Diving Into Large Scale Agile

The phrase “Agile in the Large” is one I’ve heard used a number of times over the last year in discussions about scaling up agile delivery. I have to say that I’m not a fan, primarily because it entails some pretty significant ambiguity. That ambiguity arises from the implied question: Agile What in the Large? So far I have encountered two flavours of answer:

1.) Agile Practices in the Large
This is the common flavour. It involves the deployment of some kind of overarching programme container, e.g. RUP, which is basically used to facilitate the concurrent rollout of standard (or more often advanced) agile development practices.
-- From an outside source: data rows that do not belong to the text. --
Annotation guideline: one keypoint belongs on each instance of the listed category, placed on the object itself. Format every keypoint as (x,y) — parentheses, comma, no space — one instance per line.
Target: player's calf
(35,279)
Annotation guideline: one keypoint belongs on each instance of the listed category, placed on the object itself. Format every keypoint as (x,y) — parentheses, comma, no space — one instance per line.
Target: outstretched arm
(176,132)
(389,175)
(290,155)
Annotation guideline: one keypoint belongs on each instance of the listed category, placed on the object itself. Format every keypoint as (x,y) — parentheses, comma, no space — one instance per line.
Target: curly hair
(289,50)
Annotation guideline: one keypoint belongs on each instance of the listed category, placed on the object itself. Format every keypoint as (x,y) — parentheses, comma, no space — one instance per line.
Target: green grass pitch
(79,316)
2.) Agile Principles in the Large
This is the less common, but I believe much more valuable, flavour. It involves taking the principles for managing complexity that have been proven over the last ten years within the domain of software delivery and re-applying them to manage complexity in wider domains, in particular the generation of return from technology investment. That means:

  • No more Big Upfront Design: putting an end to fixed five year plans and big-spend technology programmes, and instead adopting an incremental approach to both budgeting and investment (or even better, inspirationally recognising that budgeting is a form of waste and doing without it altogether – thanks to Dan North for the pointer)
  • Incremental Delivery: in order to ensure investment liability (i.e. code that has yet to ship) is continually minimised
  • Frequent, Rapid Feedback: treating analytics integration, A/B testing capabilites, instrumentation and alerting as a first order design concern
  • Retrospectives and Adaptation: a test-and-learn product management culture aligned with an iterative, evolutionary approach to commercial and technical strategy

When it comes down to it, it seems to me that deploying cutting-edge agile development practices without addressing the associated complexities of the wider business context is really just showing off. It makes me think back to being ten years old and that kid at the swimming pool who was always getting told off by his parents “Yes Johnny I know you can do a double piked backflip, but forget all that for now – all I need you to do is enter the water without belly-flopping and emptying half the pool”.